A host system including a work station or a word processor produces and applies toward a recording system pixel data generally sampled and quantized by a standard method. This quantized pixel data takes such a form as a language including a postscript or a command standardized according to JIS or the like or data compressed by an MH method or the like. In any case, this data is restored to the normal pixel data (raw data). An attempt to use such an image data in direct form, however, would fail to utilize the full performance of a recording system as the recording characteristics vary from one recording system to another and the result would be an unsatisfactory utilization of the functions or a recording failure of the particular recording system. The recording characteristics of a light recording system such as the laser printer or the LED printer include, for example:
(1) The light quantity is controlled continuously in either a main or a subsidiary scanning direction, but discretely with a predetermined density in the other direction for the purpose of recording. PA1 (2) The diameter of the recording dot by the laser beam light varies with the amount of exposure from the light source to the light-sensitive material (which amount may hereinafter be called "the exposure pattern" or if expressed by an electrical signal, "the light pattern signal").
As a result, unless the standard image data from the host system is corrected and modulated taking these characteristics into consideration before recording, it is impossible for the optical recording system to display its maximum performance.

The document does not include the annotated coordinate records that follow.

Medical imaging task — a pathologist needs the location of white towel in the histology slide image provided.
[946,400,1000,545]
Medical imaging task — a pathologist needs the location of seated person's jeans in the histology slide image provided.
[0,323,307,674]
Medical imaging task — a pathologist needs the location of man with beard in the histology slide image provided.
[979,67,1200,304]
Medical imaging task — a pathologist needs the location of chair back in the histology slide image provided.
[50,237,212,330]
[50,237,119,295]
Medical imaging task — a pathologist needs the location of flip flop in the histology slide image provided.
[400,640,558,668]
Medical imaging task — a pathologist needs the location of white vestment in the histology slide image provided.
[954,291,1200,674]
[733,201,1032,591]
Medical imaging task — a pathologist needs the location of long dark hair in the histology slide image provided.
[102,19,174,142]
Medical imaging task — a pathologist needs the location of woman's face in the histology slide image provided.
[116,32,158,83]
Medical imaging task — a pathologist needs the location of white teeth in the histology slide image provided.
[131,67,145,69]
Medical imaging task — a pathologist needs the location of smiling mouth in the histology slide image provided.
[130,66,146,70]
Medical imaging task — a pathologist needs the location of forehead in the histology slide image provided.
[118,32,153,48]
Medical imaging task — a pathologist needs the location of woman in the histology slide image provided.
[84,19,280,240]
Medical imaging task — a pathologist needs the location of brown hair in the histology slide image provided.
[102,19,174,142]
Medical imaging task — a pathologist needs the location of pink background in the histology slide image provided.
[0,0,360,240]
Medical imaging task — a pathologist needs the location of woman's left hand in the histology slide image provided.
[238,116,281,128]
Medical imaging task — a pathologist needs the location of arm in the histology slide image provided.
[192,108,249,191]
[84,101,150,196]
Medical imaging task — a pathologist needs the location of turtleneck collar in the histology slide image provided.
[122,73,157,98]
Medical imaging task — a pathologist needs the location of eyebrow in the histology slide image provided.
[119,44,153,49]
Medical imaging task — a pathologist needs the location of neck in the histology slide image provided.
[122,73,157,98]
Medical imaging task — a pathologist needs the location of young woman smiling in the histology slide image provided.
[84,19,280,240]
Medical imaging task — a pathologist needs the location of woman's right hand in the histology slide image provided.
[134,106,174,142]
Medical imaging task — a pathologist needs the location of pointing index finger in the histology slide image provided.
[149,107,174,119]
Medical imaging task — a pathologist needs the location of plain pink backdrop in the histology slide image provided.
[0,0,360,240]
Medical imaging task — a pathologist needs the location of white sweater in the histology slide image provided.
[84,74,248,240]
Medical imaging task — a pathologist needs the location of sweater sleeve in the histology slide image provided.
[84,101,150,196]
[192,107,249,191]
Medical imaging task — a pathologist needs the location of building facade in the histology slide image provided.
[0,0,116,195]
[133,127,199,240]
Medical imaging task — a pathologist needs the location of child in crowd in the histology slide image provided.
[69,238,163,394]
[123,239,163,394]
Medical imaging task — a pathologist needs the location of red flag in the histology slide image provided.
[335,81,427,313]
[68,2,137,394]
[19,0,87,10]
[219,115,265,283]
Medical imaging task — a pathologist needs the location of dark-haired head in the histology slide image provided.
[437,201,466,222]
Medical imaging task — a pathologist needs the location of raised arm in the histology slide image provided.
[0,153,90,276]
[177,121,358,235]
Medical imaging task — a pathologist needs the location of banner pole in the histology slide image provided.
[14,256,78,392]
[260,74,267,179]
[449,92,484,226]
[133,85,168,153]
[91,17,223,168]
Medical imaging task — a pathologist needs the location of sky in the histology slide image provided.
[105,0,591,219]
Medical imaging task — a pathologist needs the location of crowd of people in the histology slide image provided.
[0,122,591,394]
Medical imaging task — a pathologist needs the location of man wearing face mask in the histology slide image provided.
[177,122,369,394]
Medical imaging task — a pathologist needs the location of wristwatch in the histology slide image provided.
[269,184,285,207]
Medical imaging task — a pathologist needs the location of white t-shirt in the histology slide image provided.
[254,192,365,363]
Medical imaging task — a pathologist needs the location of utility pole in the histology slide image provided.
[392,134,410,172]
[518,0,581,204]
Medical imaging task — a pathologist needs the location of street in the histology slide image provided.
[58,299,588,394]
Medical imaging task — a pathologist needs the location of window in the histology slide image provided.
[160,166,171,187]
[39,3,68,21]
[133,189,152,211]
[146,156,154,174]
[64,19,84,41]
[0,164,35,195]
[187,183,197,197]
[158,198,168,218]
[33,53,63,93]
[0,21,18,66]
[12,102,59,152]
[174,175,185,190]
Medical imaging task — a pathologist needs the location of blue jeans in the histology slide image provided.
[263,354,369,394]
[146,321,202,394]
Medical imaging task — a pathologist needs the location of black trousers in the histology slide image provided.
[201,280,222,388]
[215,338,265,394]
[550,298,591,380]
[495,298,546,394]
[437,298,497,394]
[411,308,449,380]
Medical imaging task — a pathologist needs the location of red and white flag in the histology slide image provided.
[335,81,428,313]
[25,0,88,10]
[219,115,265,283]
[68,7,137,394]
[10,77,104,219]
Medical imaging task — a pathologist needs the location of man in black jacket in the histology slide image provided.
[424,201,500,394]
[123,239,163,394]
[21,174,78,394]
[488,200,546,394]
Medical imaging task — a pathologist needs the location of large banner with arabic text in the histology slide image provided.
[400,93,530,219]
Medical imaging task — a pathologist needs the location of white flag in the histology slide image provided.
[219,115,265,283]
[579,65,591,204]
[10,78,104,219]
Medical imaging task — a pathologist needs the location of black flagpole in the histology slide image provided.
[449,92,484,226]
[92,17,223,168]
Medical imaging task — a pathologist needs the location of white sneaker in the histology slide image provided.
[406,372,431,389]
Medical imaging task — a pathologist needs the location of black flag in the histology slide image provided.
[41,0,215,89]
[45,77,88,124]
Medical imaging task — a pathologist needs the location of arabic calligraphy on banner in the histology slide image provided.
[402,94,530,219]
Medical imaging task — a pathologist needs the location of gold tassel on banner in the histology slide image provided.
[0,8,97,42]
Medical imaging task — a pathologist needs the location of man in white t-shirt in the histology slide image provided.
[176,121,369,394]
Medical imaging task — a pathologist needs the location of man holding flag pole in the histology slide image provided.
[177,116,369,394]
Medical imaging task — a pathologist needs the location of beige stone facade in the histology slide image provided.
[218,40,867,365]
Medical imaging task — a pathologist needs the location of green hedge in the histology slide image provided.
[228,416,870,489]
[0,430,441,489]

The aforementioned related art system, which is intended to record the solid image portion in a stable manner by taking advantage of the characteristic (2) above, fails to pay due attention to straight lines having a given inclination or intersections, fine stripes or checkers, or screen dots included in a half-tone image or the like.
Also, the aforementioned system fails to utilize the other characteristic (1), and thus the performance of the optical recording system is not fully exhibited.